For such a tiny village there is certainly no shortage of choice when it comes to eating out in Barna. Mulberry's for casual and family dining, O'Grady's for the seafood lovers, and what many consider to be the jewel in Barna's culinary crown, West at The Twelve. West's outstanding contemporary regional cuisine and seamless service has earned much critical acclaim, as has its extensive wine list. Here seasonal and local ingredients shine to deliver a superb fine dining experience.

This kitchen is confident enough to have a chef's table, where the curious can sit and watch the nightly service unfold from a different perspective, right in the middle of the action. If that does not appeal, the dining room is handsome and contemporary, dark and luxurious.

The service was also spot-on, very friendly and attentive. We were impressed by the knowledge of our servers about both the food and the wine. The bread could not be any fresher, made in the hotel’s own in-house Pins Bakery and accompanied by a choice of compound or plain butters.

When it came to wine, I took the easy option of having my wines chosen for each course, matched to the food for me by the very knowledgeable team. A restaurant with the title of best wine experience in Ireland was hardly going to get this one wrong, and I would highly recommend this option. Each glass was perfect for each course, little point in listing them, however, as their list is constantly evolving. Fergus O’Halloran, general manager and a sommelier of some note, is constantly sniffing out new wines from the four corners of the globe to add to the list, a nice feature especially for regular visitors.

A starter of a little pot of mussels from Killary Harbour was served with some lovely baby mussel fritters. A duck plate of confit parcels had a hidden treasure of foie gras inside and was served with an unusual hoi-sin and Guinness sauce.

McGeough's lamb was the centrepiece of one of the main courses, Connemara lamb rack and croquette shoulder with spinach and cumin carrots. The company’s produce also featured in the other main course, this time McGeough’s smoked sausage was paired with seared Connemara scallops, a baby leek fondue, and roasted pepper coulis. Both were excellent and beautifully presented.

The desserts were an average berry tasting plate and an outstanding rhubarb, ginger, and marshmallow concoction that was very easily one of the best desserts ever to sit in front of me.

Prices are a little lower than I would have expected from this level of service with the 'small plates' at €6.50 and €8.50 respectively and the lamb at €24.90 for a generous portion. I see that West is now open for a late Sunday lunch from 3pm — this menu seems great value also and is well worth a look.
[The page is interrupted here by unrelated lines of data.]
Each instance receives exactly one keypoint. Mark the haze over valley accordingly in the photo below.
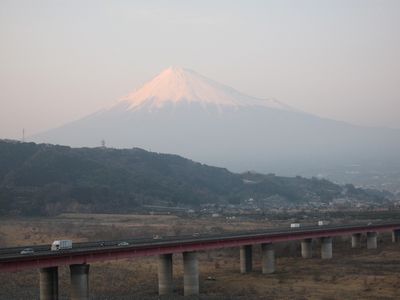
(213, 150)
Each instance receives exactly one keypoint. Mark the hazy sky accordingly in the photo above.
(61, 60)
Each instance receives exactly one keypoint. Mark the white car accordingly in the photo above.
(27, 251)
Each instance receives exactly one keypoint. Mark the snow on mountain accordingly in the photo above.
(177, 85)
(182, 112)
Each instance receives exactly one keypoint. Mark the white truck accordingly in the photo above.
(61, 245)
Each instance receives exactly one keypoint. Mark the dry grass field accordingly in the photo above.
(351, 274)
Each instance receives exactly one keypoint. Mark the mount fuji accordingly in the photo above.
(182, 112)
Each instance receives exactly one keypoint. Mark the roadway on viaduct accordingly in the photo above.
(12, 260)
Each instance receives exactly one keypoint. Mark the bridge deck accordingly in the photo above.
(12, 260)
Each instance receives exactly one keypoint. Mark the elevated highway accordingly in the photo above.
(82, 254)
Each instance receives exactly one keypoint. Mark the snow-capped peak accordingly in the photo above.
(176, 85)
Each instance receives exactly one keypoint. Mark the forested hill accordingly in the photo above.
(43, 179)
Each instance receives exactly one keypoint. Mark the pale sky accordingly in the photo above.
(61, 60)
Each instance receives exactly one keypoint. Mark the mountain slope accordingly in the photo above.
(42, 179)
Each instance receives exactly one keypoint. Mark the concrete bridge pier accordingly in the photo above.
(306, 248)
(372, 241)
(165, 282)
(79, 282)
(246, 259)
(326, 247)
(48, 283)
(356, 240)
(267, 258)
(190, 274)
(396, 236)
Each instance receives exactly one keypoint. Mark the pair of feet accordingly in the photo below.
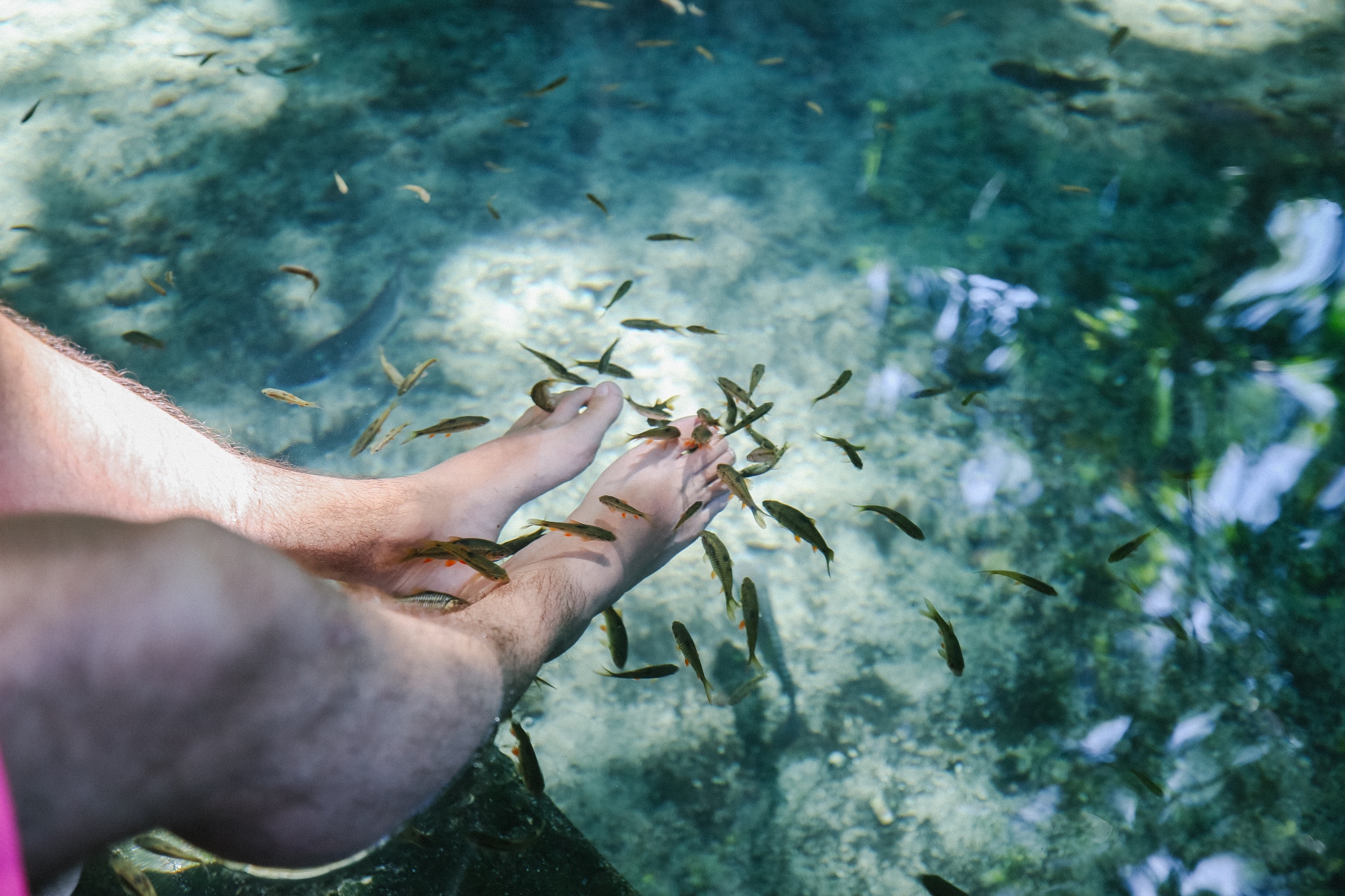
(475, 494)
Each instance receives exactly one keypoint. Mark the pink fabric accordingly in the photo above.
(12, 882)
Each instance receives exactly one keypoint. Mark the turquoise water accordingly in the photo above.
(877, 200)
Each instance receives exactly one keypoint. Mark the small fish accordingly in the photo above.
(418, 191)
(1173, 625)
(722, 566)
(661, 671)
(938, 885)
(557, 368)
(618, 643)
(621, 292)
(688, 513)
(739, 486)
(1129, 547)
(527, 765)
(762, 410)
(951, 651)
(372, 431)
(899, 521)
(282, 395)
(1146, 781)
(131, 878)
(142, 340)
(387, 438)
(1036, 585)
(640, 323)
(658, 435)
(689, 654)
(736, 391)
(413, 378)
(852, 452)
(802, 527)
(451, 425)
(581, 530)
(548, 88)
(835, 387)
(758, 372)
(751, 617)
(303, 272)
(541, 395)
(1116, 38)
(622, 507)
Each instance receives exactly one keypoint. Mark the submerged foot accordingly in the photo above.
(474, 494)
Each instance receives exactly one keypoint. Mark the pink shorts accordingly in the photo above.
(11, 857)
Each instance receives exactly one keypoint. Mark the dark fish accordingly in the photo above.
(850, 450)
(541, 395)
(899, 521)
(659, 435)
(762, 410)
(370, 433)
(939, 887)
(835, 387)
(621, 507)
(621, 291)
(1039, 78)
(688, 513)
(639, 323)
(739, 486)
(557, 368)
(802, 527)
(354, 341)
(758, 372)
(548, 89)
(689, 654)
(451, 425)
(751, 617)
(618, 643)
(1036, 585)
(1129, 547)
(661, 671)
(736, 391)
(1116, 37)
(527, 765)
(721, 565)
(142, 340)
(583, 530)
(951, 651)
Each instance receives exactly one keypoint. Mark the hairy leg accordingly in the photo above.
(79, 438)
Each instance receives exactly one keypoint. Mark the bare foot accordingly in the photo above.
(477, 492)
(657, 480)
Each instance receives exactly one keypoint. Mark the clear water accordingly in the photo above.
(841, 199)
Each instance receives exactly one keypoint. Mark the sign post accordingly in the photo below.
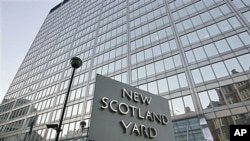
(122, 112)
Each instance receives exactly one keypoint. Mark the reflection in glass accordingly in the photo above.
(173, 83)
(182, 80)
(207, 73)
(219, 70)
(178, 107)
(233, 66)
(162, 85)
(245, 61)
(204, 99)
(152, 87)
(196, 76)
(189, 105)
(210, 50)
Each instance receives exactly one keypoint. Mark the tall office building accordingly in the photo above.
(195, 53)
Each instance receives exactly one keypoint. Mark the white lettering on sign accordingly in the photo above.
(136, 97)
(239, 132)
(123, 108)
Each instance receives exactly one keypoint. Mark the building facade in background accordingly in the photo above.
(195, 53)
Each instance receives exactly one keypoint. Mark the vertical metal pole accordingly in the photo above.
(64, 107)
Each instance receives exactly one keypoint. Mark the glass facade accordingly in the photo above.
(195, 53)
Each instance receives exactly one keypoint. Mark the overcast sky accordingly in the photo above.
(20, 21)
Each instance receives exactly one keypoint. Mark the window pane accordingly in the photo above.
(152, 88)
(210, 50)
(159, 67)
(214, 96)
(213, 30)
(169, 64)
(222, 46)
(245, 61)
(150, 69)
(233, 66)
(142, 72)
(234, 42)
(220, 70)
(189, 105)
(207, 73)
(162, 85)
(205, 102)
(199, 54)
(178, 106)
(196, 76)
(182, 80)
(173, 83)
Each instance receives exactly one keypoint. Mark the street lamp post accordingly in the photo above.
(75, 63)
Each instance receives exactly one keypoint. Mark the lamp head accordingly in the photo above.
(76, 62)
(53, 126)
(83, 124)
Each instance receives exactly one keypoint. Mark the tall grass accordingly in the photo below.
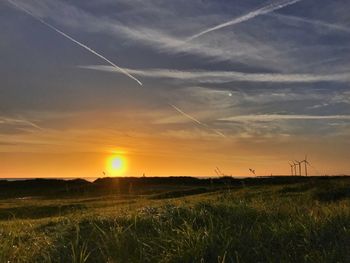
(257, 224)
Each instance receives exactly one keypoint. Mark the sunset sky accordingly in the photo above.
(234, 84)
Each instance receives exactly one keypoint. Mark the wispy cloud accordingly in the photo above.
(228, 76)
(196, 121)
(18, 121)
(279, 117)
(314, 22)
(261, 11)
(119, 69)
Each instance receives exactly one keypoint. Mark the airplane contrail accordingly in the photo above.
(261, 11)
(75, 41)
(185, 114)
(195, 120)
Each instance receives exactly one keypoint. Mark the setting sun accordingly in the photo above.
(116, 165)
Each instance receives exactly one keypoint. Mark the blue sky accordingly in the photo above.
(276, 78)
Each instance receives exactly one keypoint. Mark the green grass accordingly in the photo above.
(296, 222)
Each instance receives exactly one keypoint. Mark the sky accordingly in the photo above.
(234, 84)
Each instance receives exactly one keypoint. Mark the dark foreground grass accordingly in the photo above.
(306, 222)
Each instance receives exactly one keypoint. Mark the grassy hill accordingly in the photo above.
(272, 219)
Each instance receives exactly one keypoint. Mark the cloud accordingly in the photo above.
(18, 121)
(119, 69)
(263, 10)
(228, 76)
(280, 117)
(314, 22)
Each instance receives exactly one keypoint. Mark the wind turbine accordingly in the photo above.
(252, 171)
(299, 163)
(291, 168)
(295, 168)
(306, 163)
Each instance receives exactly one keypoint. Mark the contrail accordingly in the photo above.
(261, 11)
(75, 41)
(195, 120)
(185, 114)
(19, 121)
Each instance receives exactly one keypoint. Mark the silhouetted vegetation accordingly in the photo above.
(179, 219)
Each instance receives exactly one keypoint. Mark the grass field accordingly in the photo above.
(298, 220)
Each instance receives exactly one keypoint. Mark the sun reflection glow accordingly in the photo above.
(116, 165)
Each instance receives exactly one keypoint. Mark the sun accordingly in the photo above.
(116, 165)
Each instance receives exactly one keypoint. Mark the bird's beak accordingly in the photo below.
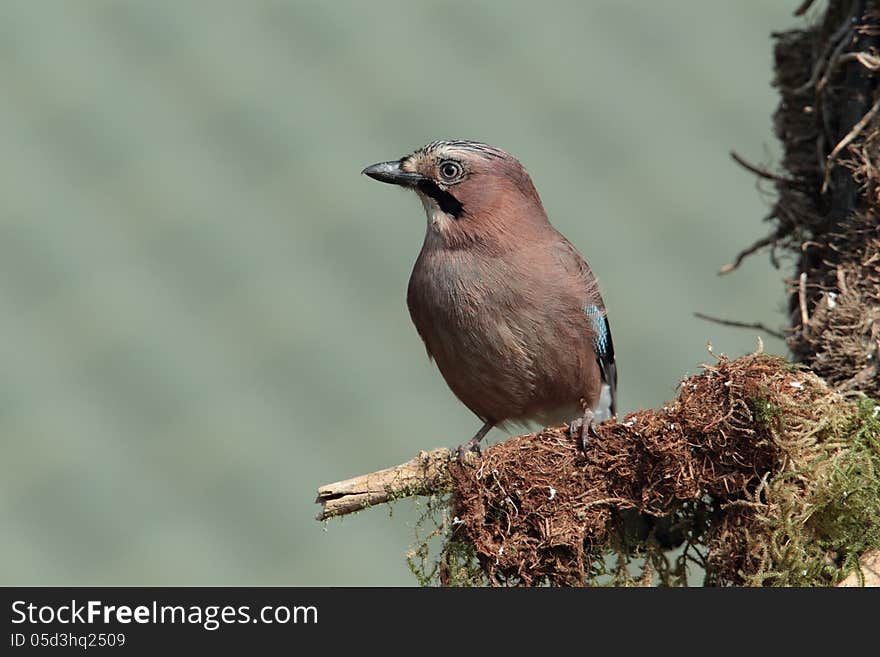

All in all the ambiance of the restaurant on a busy Friday, the quality of our meal, and some of the best staff in Galway made for a perfect night out — sophisticated without being pretentious. I have been fortunate enough to have many great food experiences over the years, from a tasting menu in an art installation on the roof-tops of Paris, to sipping homemade organic cider in a smokey yurt in Dorset with Hugh Fearnley-Whittingstall (yes, I am foodaholic ). Dining at the West certainly ranks as one of the memorable ones.